Fiona, atleta paralímpica tras perder una pierna en un accidente: "Si supiera cómo estoy ahora, volvería a caer"
La deportista catalana es un gran ejemplo de cómo la gratitud puede transformar un diagnóstico fatídico en una superación personal sin límites.
Cuando te ocurre algo negativo, ¿lo consideras injusto y te disgusta con facilidad? Esto sucede a menudo porque vivimos en una sociedad que tiende al pesimismo y a la falta de esperanza, maximizando los problemas de la vida cotidiana.
En muchas ocasiones, la gente se centra únicamente en las barreras que tiene delante y deja a un lado la gratitud, una práctica valiosa que consiste en agradecer desde la salud hasta lo material para vivir la vida a plenitud.
Fiona Pinar, una joven nacida en Ripoll, Cataluña, es el vivo ejemplo de esta filosofía tras sufrir un accidente de esquí que cambió su vida para siempre.
Fiona relata el incidente
En una entrevista para el espacio digital Zzen, conducido por el creador de contenido Rene, Fiona relata con asombrosa serenidad el incidente ocurrido el 29 de enero de 2022 en el Pirineo catalán, concretamente en el municipio de Alp, provincia de Girona.
La joven recuerda cómo aquel día fue a esquiar con dos amigas y, tras varias dudas sobre cuál era la pista que quería evitar por el exceso de hielo, terminó bajando por el recorrido equivocado debido a la confusión y la insistencia del grupo. "Me dijeron: 'Si has bajado todas las anteriores, puedes bajar esta'", explica.
En un momento del descenso, perdió el control; aunque nunca perdió el conocimiento, la gravedad de la lesión fue evidente al instante: "Vi el pie hacia un lado y la rodilla hacia el otro; estaba tan destrozada que no se podía recuperar nada".
De un diagnóstico fatídico a una oportunidad de vida
Lo que para cualquiera sería un final, para ella fue el inicio de una oportunidad. Estando todavía en las pistas de La Molina, Fiona llamó a su madre para avisarle de que tendrían que amputarle la pierna. En medio del shock, su mayor pena era no poder volver a correr, pero su madre le abrió una puerta que ella desconocía: la existencia de las competiciones paralímpicas.
Tan solo un mes después del accidente, Fiona ya estaba en el gimnasio de su pueblo poniéndose en forma. Con una prótesis de atletismo y un objetivo grabado en la mente, se propuso llegar a los Juegos Paralímpicos de París 2024.

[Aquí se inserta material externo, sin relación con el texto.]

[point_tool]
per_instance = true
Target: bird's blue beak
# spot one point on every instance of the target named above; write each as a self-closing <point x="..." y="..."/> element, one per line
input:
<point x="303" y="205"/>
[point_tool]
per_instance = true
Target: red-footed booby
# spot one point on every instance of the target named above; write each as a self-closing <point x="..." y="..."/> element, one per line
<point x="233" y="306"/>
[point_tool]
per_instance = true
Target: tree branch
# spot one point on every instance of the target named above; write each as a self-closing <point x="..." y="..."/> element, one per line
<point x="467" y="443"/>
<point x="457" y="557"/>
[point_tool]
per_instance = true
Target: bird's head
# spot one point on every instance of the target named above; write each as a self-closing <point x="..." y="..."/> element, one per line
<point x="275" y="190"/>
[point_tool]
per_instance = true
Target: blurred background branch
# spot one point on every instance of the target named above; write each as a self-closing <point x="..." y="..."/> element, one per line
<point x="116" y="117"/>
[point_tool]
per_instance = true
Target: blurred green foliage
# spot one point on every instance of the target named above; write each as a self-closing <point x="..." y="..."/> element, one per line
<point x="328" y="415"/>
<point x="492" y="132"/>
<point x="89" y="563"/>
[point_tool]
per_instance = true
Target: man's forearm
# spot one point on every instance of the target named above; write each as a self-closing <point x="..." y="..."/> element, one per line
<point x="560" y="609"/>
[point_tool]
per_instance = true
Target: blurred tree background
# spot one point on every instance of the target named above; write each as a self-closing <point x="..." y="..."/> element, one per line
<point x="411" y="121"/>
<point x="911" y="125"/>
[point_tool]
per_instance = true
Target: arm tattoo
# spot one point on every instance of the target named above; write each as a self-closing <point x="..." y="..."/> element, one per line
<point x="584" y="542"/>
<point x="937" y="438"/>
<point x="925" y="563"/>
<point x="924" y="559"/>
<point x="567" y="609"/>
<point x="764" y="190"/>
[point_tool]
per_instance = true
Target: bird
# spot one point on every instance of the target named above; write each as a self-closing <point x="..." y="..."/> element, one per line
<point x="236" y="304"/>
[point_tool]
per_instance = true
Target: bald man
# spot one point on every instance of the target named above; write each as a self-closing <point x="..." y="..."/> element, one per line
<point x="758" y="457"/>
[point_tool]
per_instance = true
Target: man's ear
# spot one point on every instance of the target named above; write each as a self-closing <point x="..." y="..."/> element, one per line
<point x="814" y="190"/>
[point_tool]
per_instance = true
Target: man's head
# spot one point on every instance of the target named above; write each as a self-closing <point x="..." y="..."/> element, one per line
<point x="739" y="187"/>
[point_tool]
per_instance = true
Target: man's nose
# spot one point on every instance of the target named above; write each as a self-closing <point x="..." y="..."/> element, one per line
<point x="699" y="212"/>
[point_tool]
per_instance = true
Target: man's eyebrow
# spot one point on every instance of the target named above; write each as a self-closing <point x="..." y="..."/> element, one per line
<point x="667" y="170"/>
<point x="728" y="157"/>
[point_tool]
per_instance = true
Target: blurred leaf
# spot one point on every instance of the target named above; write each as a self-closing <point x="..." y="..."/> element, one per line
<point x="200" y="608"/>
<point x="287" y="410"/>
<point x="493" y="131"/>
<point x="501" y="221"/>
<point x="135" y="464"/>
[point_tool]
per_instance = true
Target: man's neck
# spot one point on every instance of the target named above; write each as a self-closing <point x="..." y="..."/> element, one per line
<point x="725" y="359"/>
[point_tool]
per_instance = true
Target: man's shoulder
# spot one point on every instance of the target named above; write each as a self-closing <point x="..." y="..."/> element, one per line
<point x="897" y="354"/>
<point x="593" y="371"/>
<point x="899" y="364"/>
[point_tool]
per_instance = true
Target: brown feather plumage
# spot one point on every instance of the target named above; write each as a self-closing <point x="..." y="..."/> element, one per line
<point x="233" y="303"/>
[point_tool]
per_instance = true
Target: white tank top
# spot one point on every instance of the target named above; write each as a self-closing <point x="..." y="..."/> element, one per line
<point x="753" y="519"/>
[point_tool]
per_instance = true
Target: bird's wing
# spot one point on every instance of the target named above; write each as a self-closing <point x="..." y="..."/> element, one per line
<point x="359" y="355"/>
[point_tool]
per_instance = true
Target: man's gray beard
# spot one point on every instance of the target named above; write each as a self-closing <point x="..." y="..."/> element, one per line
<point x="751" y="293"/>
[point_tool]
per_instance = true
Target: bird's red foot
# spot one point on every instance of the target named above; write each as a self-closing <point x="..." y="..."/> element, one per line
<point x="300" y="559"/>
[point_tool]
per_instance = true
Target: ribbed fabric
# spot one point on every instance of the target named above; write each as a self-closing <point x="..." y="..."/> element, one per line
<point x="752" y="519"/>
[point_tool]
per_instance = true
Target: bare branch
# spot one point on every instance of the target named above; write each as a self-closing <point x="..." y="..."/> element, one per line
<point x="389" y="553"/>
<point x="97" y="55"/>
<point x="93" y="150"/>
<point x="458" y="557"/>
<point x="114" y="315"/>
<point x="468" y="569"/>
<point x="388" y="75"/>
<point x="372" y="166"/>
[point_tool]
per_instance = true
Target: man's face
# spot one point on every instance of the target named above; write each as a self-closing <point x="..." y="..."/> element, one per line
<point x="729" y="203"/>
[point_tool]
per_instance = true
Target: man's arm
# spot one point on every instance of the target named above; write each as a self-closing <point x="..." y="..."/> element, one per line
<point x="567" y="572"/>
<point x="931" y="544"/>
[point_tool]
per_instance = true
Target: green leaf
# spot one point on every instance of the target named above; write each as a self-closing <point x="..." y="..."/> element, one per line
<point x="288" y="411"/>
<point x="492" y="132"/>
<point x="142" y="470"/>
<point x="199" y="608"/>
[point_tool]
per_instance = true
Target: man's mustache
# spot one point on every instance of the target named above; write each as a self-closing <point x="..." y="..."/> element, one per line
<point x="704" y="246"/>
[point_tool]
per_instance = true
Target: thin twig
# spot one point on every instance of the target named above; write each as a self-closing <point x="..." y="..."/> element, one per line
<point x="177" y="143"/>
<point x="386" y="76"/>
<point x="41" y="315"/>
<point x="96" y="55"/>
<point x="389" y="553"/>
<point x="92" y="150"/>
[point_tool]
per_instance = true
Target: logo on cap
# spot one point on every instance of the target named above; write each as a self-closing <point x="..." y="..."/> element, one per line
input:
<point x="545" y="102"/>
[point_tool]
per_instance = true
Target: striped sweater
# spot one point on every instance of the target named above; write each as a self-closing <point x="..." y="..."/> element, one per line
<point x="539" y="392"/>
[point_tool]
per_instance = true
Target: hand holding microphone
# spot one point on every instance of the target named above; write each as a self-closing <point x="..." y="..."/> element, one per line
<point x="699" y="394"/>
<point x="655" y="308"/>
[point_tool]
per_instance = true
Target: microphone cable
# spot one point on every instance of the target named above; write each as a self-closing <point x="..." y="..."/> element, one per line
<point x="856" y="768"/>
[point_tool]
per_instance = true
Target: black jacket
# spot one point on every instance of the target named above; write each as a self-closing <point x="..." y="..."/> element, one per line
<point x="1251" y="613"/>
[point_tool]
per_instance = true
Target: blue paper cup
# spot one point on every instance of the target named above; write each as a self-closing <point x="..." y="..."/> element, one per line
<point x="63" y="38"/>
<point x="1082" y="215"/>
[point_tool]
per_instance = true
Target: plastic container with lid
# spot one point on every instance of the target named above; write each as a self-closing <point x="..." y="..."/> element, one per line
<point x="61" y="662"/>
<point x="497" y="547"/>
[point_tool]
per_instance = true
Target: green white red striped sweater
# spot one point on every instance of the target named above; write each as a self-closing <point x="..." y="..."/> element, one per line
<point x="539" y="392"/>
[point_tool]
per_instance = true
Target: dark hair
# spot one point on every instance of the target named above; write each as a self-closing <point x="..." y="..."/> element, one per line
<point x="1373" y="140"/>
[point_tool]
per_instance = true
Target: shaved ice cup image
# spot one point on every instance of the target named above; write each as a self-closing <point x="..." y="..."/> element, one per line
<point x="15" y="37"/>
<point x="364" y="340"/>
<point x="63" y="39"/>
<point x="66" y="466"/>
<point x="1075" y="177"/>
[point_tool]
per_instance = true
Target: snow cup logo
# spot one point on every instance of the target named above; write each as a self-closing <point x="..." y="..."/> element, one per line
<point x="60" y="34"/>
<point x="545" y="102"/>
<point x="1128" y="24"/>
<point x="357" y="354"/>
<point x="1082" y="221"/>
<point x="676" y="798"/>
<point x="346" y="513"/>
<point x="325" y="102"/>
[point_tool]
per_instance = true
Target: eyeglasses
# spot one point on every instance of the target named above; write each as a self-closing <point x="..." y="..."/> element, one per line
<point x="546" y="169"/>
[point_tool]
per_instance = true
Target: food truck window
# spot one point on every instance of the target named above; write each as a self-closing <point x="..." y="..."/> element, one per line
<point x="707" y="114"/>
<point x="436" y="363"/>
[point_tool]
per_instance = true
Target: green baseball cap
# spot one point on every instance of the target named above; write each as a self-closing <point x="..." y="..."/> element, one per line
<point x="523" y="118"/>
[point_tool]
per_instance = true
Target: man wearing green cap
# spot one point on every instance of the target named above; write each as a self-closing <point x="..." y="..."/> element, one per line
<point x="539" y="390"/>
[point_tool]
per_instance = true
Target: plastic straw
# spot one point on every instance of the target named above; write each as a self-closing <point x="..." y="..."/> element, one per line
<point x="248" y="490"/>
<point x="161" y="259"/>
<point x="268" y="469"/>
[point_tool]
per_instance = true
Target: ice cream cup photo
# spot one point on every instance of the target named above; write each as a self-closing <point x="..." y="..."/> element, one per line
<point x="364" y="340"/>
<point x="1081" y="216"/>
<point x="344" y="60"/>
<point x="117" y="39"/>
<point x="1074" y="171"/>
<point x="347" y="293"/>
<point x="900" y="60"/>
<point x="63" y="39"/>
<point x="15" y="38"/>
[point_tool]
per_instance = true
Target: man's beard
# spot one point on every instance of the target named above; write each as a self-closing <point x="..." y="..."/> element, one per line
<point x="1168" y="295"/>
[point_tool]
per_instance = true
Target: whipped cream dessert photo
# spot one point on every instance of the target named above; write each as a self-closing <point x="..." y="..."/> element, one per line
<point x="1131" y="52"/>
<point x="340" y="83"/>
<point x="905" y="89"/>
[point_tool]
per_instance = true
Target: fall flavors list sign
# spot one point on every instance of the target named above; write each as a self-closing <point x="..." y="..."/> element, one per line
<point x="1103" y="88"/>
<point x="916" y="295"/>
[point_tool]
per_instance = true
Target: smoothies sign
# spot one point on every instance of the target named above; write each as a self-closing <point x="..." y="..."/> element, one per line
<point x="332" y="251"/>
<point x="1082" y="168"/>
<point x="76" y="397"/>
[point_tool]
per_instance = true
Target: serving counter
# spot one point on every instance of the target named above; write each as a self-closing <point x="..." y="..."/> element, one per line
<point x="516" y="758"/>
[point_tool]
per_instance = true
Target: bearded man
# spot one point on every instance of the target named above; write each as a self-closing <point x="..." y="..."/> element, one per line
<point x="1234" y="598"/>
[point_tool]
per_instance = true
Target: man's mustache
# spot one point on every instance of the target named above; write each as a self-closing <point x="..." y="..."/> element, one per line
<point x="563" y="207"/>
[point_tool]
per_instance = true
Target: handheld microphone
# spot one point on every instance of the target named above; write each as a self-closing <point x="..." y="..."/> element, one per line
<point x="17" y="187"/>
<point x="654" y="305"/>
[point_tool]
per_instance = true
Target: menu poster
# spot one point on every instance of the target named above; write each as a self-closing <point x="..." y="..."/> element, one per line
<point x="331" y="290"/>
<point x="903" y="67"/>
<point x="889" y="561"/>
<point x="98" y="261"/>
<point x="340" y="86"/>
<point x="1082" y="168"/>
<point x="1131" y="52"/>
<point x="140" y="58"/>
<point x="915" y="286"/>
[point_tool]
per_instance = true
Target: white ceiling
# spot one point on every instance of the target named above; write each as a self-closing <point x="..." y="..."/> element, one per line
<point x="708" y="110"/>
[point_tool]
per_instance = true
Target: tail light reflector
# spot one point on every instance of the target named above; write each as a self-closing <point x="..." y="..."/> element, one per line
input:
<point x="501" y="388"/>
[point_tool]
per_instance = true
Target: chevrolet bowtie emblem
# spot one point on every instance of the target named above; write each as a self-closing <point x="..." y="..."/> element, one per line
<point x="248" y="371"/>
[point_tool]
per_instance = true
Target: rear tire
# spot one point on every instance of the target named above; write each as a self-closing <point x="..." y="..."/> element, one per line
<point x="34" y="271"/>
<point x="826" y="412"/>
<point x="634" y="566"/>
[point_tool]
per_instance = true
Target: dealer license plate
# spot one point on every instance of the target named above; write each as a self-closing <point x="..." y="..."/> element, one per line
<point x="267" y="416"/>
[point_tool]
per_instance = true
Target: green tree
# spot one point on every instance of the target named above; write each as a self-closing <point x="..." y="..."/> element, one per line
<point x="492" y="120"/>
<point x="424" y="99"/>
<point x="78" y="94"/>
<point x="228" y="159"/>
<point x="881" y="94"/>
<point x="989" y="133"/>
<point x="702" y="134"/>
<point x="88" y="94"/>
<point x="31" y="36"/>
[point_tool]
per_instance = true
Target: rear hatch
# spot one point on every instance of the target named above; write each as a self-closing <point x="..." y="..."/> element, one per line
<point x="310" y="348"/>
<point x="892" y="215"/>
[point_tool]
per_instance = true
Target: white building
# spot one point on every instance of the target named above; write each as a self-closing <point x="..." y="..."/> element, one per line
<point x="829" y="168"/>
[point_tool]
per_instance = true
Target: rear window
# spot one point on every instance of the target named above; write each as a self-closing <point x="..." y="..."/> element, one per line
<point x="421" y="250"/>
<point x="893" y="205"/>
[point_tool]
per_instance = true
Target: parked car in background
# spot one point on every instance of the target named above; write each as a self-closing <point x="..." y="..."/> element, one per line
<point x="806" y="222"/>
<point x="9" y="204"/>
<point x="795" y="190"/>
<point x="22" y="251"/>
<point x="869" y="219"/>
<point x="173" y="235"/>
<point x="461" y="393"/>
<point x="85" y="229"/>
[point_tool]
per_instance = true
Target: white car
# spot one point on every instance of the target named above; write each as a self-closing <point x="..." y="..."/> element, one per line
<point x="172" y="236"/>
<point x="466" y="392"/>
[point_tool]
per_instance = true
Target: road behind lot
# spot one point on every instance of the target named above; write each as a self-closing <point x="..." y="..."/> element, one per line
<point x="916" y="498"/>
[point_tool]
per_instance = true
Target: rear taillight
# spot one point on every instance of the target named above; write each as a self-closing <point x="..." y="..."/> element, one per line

Su ascenso en el deporte fue meteórico. "Iba haciendo competiciones, récord de España; la gente era como 'me pongo las manos en la cabeza, ¿de dónde ha salido esta chica?", explica.
Finalmente, cumplió su promesa y se convirtió en finalista paralímpica en la capital francesa. Para ella, estar allí no era solo una meta deportiva, sino la satisfacción de haber cumplido la palabra que se dio a sí misma en el momento más oscuro de su vida. "Para mí estar allí era un regalo, ¿sabes la satisfacción? Es que yo había dicho esto y lo he hecho", comenta.
Fiona volvería a vivir el accidente.
Para Fiona, el accidente marcó un antes y un después en todas las áreas de su vida. La catalana reconoce que, gracias a lo que le ocurrió, ha logrado evolucionar personalmente de una manera increíble.
"Lo que me ocurrió lo considero 100% bueno, "Si supiera cómo estoy ahora, volvería a caer. Porque me ha enseñado tantas cosas y creo que he madurado de una manera exponencial, tengo una mente muy asentada y soy muy fuerte mentalmente", afirma.
Para la atleta, su identidad actual se ha forjado gracias a las experiencias y a las personas que conoció en este proceso, concluyendo que, sin ese suceso, se habría perdido todas las historias y el crecimiento que la han convertido en la mujer resiliente que es ahora.